Die Strafe wird abschreckend sein“

■ Michael Gabriel von der Koordinierungsstelle Fanprojekte der Deutschen Sportjugend

taz: Hat die Tat von Lens etwas bei den deutschen Hooligans verändert?

Michael Gabriel: Meines Erachtens gab es innerhalb der Hool-Szene ein Erschrecken. Allerdings ist im Laufe der Zeit etwas davon verloren gegangen. Da in der öffentlichen Wahrnehmung die Hooligans als sehr negativ dargestellt wurden, kam es zu einer Wagenburgmentalität der Szene. Es gibt aber keinen Hool der eine Verurteilung der Täter als negativ bezeichnen würde.

Wie hat sich das Verhalten der Hooliganszene gewandelt?

In der Vergangenheit betrieben die Hooligans eine Art Räuber-und-Gendarmen-Spiel mit der Polizei. Die Auseinandersetzungen fanden in der Nähe der Stadien statt, und die Polizei konnte schnell eingreifen. Heute ist alles gut geplant und vorbereitet. Die Treffen finden abseits der Blicke der Ordnungskräfte statt. Die Polizei kann daher nicht so schnell eingreifen. Folglich kann es zu extremeren Auseinandersetzungen kommen. Allerdings ist seit vier Jahren die Zahl der Auseinandersetzungen, der Teilnehmer und der Verletzten rückläufig. Ich plädiere daher für eine Entdramatisierung.

Werden die hohen Strafen abschreckend sein?

Die Strafe wird abschreckend sein. Es macht für die Wahrnehmung innerhalb der Hooliganszene keinen Unterschied, ob einer dreieinhalb oder zehn Jahre in den Knast kommt.

Wie schätzen Sie das Verfahren und dessen Verlauf ein?

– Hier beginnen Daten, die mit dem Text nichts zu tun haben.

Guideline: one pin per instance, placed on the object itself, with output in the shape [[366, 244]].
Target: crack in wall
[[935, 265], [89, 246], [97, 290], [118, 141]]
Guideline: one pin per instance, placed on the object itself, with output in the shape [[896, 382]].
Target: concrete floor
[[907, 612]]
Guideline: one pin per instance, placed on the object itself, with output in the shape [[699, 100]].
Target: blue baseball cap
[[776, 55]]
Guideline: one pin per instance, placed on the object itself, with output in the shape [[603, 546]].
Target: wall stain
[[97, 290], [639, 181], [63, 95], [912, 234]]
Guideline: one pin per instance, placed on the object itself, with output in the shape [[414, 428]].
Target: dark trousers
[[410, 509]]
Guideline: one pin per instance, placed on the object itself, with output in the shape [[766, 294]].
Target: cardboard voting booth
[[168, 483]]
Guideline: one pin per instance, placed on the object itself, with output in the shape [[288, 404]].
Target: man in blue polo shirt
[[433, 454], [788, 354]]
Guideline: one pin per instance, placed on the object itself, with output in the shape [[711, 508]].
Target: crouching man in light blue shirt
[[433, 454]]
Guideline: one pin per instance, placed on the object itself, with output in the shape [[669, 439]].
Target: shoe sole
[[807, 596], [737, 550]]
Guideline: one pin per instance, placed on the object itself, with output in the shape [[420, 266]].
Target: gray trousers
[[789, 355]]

Meines Erachtens ist das Verfahren – in einem aufgeregten Umfeld – fair über die Bühne gegangen.

Was ist für die EM 2000 in den Niederlanden und Belgien zu befürchten? Insider rechnen mit dem Schlimmsten.

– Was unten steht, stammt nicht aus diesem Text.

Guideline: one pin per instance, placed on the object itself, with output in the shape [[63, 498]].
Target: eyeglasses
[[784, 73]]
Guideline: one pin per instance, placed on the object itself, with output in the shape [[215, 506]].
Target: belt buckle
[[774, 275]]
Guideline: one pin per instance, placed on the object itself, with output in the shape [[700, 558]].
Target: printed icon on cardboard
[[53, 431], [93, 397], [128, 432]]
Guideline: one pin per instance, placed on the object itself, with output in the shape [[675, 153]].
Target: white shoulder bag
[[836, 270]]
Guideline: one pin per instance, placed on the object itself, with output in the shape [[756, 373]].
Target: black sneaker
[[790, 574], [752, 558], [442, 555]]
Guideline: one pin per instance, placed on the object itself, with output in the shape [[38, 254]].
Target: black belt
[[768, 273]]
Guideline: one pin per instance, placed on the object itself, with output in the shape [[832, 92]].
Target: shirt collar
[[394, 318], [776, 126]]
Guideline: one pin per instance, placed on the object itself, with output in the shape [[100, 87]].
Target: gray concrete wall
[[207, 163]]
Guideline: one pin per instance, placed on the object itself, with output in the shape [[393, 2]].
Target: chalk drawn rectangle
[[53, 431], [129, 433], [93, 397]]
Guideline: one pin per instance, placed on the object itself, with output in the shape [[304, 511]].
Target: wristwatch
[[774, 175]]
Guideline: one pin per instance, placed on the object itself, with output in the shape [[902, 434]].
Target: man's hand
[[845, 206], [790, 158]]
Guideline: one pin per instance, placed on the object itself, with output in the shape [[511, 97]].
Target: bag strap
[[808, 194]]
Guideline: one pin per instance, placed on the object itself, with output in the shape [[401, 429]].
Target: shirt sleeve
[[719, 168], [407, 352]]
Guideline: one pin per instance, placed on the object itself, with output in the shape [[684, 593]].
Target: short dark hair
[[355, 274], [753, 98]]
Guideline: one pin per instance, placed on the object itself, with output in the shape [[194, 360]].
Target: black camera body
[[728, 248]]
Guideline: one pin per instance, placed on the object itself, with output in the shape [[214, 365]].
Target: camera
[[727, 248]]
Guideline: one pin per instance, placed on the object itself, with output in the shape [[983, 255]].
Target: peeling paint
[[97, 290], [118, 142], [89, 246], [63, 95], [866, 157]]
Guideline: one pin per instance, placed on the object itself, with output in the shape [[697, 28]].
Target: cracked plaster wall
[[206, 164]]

Es wird sicher die Veranstaltung sein, die unter den stärksten Sicherheitsvorkehrungen stattfinden wird. Ich erinnere mich an die Diskussion im Vorfeld der Europameisterschaft in England. Die englischen Organisatoren haben sich mit einer sehr umfangreichen Vorarbeit den Bedürfnissen aller Fans angenommen. Es wird ausschließlich der Sicherheitsaspekt in den Vordergrund gestellt.

Welche Folgen kann das haben?

In einem Umfeld, in dem alle Fans undifferenziert als ein Sicherheitsrisiko behandelt werden, rücken die Fans enger zusammen. Da fühlen sich die Hooligans wohler.

Hat eine Fanbetreuung in Lens gefehlt?

Lens wäre auch passiert mit Fanbetreuung. Die Tat ist zu außergewöhnlich. Abgesehen von dem, was mit Daniel Nivel passiert ist, ist es in Lens, angesichts des Gewaltpotenzials vor Ort, relativ ruhig abgelaufen. Dies sagt auch der Leiter der Polizei in Lens.

Hat sich die Arbeit der Koordinierungsstelle der Fanprojekte durch die Hooligan-Attacke auf den Gendarmen erschwert?

Ja, vor allem durch die undifferenzierte Berichterstattung der Medien über Hooligans. Wir werden als deren Komparsen wahrgenommen. Dabei ist Fakt, dass die gewaltsamen Auseinandersetzungen zurückgegangen sind, seitdem wir unsere Arbeit aufgenommen haben.

Bei Ausschreitungen in Offenbach wurde ein deutscher Polizist angegriffen, und erst ein Warnschuss seines Kollegen rettete ihn. Ist die Polizei ein Gegner für die Hooligans geworden?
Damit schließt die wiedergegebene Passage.